For all the growth in Nightstand, Abbott’s still at her best when she keeps things simple.

Tancred: Nightstand

3 / 5

Brevity was the strength behind Tancred’s Out of the Garden, the 2016 album from Jess Abbott’s power-pop project that hit honest and raw like pages out of a teen diary. She jotted down complicated feelings into straightforward phrases over urgent pop melodies, guitar riffs as frenzied as her scrawled words. But while that record succeeded by committing to a single mode of operation, Abbott now attempts to broaden Tancred’s horizons in the follow-up, Nightstand.

If Out of the Garden found Abbott driven by the heat of the moment, she takes some time in Nightstand to cool off and reflect upon her self-made mess. She knocks out yet another infectious hook in “Queen of New York” with guitar still too hot to touch. Yet a slight detachment in her voice makes her confessions more resigned than starry-eyed by the thought of her current love interest, like she’s partly unsure if she’s a competent partner in crime. The melancholy “Clipping” indulges more deeply into her bummed-out impulses, especially Abbot’s central refrain written for her anthem dedicated to the losers.

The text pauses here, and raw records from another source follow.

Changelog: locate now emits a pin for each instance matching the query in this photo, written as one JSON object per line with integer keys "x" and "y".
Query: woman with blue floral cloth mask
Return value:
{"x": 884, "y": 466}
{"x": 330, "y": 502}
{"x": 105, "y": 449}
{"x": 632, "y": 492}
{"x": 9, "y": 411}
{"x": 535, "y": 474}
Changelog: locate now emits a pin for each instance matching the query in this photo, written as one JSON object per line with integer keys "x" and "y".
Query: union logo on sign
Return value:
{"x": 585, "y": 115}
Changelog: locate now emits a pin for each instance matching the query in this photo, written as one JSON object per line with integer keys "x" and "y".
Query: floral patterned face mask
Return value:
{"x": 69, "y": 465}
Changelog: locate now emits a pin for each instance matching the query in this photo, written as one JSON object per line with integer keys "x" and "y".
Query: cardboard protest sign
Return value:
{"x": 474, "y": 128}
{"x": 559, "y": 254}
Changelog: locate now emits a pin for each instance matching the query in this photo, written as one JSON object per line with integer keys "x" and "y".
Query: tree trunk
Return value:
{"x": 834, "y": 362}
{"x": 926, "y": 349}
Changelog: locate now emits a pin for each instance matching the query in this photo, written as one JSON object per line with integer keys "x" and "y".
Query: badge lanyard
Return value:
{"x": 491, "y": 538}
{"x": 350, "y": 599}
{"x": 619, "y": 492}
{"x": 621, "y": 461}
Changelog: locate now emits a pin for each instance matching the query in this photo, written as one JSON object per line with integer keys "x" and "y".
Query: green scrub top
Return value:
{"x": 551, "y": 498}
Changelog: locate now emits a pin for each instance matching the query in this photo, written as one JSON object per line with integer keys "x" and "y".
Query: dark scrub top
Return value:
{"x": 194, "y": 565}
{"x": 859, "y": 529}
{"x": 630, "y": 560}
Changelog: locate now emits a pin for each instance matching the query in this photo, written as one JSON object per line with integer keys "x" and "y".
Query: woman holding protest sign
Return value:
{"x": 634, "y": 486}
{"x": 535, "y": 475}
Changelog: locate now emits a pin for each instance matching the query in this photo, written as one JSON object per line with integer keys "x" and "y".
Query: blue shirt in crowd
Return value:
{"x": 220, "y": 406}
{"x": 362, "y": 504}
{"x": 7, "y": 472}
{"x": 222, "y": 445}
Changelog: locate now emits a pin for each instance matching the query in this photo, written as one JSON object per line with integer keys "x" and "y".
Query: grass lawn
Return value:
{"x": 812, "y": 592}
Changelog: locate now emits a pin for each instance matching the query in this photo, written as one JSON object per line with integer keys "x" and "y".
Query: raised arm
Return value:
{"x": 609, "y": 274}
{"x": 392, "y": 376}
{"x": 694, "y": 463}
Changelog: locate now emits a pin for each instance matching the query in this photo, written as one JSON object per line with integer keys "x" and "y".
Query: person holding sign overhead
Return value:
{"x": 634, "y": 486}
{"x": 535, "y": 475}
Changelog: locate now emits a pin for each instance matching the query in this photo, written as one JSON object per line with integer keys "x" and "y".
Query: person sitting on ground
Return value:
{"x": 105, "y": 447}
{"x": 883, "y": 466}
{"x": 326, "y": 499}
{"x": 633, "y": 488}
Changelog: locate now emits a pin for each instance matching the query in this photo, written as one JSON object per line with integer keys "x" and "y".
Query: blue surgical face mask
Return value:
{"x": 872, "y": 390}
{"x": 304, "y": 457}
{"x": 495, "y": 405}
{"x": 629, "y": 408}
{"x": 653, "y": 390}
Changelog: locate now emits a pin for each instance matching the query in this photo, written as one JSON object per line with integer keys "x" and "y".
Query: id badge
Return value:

Abbott also expands her range through more evocative imagery while writing about her world. She still uses a simple vocabulary, a decision that’s more of a stylistic choice than a limitation at this point. The rhyme schemes, too, follow a rather standard formula that prioritizes her sense of melody. But the songs are deceiving in their sweetness. As she sings, “With a smile you say the world is doomed,” in “Apple Tree Girl,” she hints at the bleakness hidden underneath the sugar-coated surface. She indulges in grimmer imagery in “Hot Star,” comparing her obsessive love to an addiction worth dying for.

Through a mix of dark imagery and restraint in the music, Abbot starts to move away from depending on a song’s velocity to convey emotional intensity in Nightstand. Forlorn strings and a soul-crushed riff immediately weighs down “Underwear” with melodrama, and it gets increasingly harder to breathe as she sings about a scene from her past through a wickedly personal perspective. Atmosphere also plays crucially as she invites us closer to her gloomy headspace in “Strawberry Selfish.”

What cuts through the sharpest in the album are still the hooks and raw lyrics. Abbot reaches for more flowery figures of speech, though a Romeo and Juliet metaphor feels heavy-handed when her feelings are better expressed through much more conversational means. A plain turn of phrase like “I’m done for” in “Queen of New York” may not read so impressive on paper, but the casual aside makes a sweet conclusion to her chorus with the singer so head over heels.

Abbott returns to her old ways in “Something Else,” the best song on the album. The live-wire rock sound echoes the previous album, and the titular no-frills hook drops huge, unfiltered feelings. When she tries to write about a more serious love, her mention of the fall of her kingdom provide more decoration than gravity. It’s yet another example where florid language only complicates matters as Abbott struggles to properly describe an already-inexplicable feeling. For all the growth in Nightstand, Abbott’s still at her best when she keeps things simple.